The most expensive way, the way of the BIG traditional publisher, with a campaign that put the publisher’s entire resources behind a gamble: that they could push a literary novel into being THE literary novel of the season, make it a ‘must have’ and sell enough copies to justify the advance, the push, AND enhance the publisher’s reputation.
Not just reputation, but selling a reasonable number of paper bricks at a hardcover price is lucrative – one well-publicized ‘winner’ can carry the publishing house’s season.
The economics get all fuzzy if the numbers don’t work out, or they would use this system for all their books every season. But the economics MUST work out, or the big publishers wouldn’t keep trying to find (make) the breakout novel of the season.
In sum, it costs a lot of money, but can pay off with a lot MORE money.
How to take advantage of the possibility if you’re an SPA?
Well, if you’re already a popular SPA like Brandon Sanderson, with a loyal fan base, you can kick it to the next level with a huge Kickstarter calculated to both satisfy those fans and create a beautiful buzz for your books. [Hint: He wrote four books in secret – and then releases them to his Kickstarter fans before anyone else is allowed to buy them.]
What if you’re an unknown SPA?
Then you have to hope like crazy that you catch the public imagination – or, possibly better still, the attention of a significant influencer, and get the push from someone else’s fame.
Because the product is not an easy one to sell. For one thing, they consume, each, almost a whole waking day. And there isn’t yet an audiobook so you can do other things while listening – plus it needs closer attention than many, to pick up and follow its varied threads. It’s a pretty intense experience to live a story with three main characters by sitting inside their heads, right behind the eyeballs, thinking their thoughts and registering the external world through their senses.

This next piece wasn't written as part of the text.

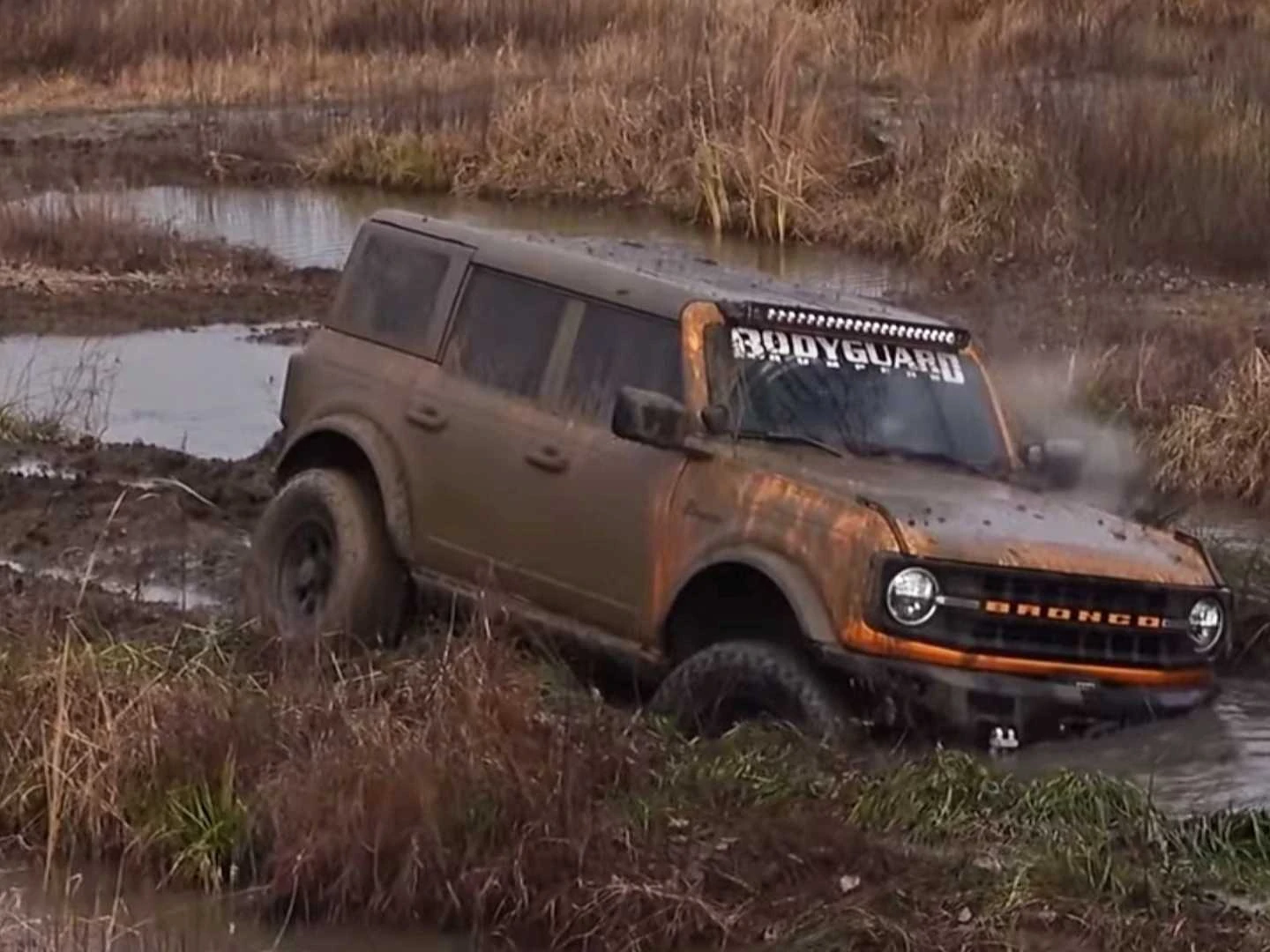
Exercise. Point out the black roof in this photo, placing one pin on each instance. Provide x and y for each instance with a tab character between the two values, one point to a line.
631	274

Not a short commitment from a potential reader, as a popular five-minute song might be.
Add to the mix an author with no energy due to a boring chronic illness – no energy to do the vaunted indie marketing, which requires dedication and verve, spending hours creating material and doing what a whole lot of professionals at a traditional publisher will do for a favored author: designer cover, a book tour, appearances on media from internet to live TV, promotions at Walmart, movie tie-ins for the fortunate… arranging, arranging, arranging – by someone(s).
The right mix of promoting the book and promoting the writer is crucial – time-critical and planned and managed. And still subject to luck. Not just the cost – but the contacts – are crucial to try to control the presentation and roll-out for maximum exposure.

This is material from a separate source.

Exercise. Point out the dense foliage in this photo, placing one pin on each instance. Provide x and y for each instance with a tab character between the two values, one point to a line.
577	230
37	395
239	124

So what do I OFFER such an influencer?
Few things can be left to random kindness any more.
The best value from an influencer is one who discovers your book – and promotes it on their channel of influence (think BookTok) – without any work from the author. Because they like it.
But no one can COUNT on that LUCK. Even when a book such as the lovely The Sound of a Wild Snail Eating, written by a very ill woman who paid attention to the snail in a terrarium, happens, there are friends and pushers, people who did the work of finding a publisher for her, who made it their job to promote her memoir and her writing. Another book which didn’t count on luck, but was awarded the Pulitzer for fiction, A Confederacy of Dunces, was pushed, after he couldn’t get it published and committed suicide, by John Kennedy Toole’s mother, to writer Walker Percy. Again, not something to count on.

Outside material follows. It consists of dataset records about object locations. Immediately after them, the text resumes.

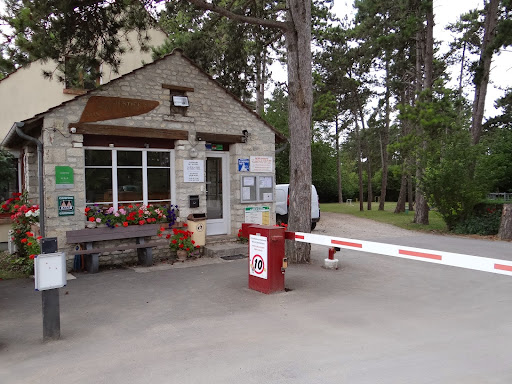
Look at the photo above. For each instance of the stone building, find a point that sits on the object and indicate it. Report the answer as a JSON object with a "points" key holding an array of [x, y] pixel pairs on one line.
{"points": [[166, 133]]}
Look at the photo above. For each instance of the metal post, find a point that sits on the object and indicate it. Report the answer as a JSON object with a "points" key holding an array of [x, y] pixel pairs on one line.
{"points": [[50, 299]]}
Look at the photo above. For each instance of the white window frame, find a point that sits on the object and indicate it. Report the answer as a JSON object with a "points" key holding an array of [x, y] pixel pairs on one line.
{"points": [[144, 166]]}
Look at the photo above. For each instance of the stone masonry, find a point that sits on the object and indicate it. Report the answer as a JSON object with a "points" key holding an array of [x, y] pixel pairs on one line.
{"points": [[212, 109]]}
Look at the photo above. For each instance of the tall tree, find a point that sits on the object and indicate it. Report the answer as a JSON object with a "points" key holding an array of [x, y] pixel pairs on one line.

What I can offer is the brownie points (does anyone still remember those?) from discovering something unique: a chronically ill and disabled writer who takes forever, but writes mainstream fiction – and writes it well, or the influencer wouldn’t even be considering using up their points for someone else. It could be pushed as ‘discovering the indie/self-published X’, where X is the influencer’s favorite important mainstream writer. I’m far too modest to suggest a comparison author, but my reviewers (at least two) have compared me to Jane Austen. It’s worth a thought.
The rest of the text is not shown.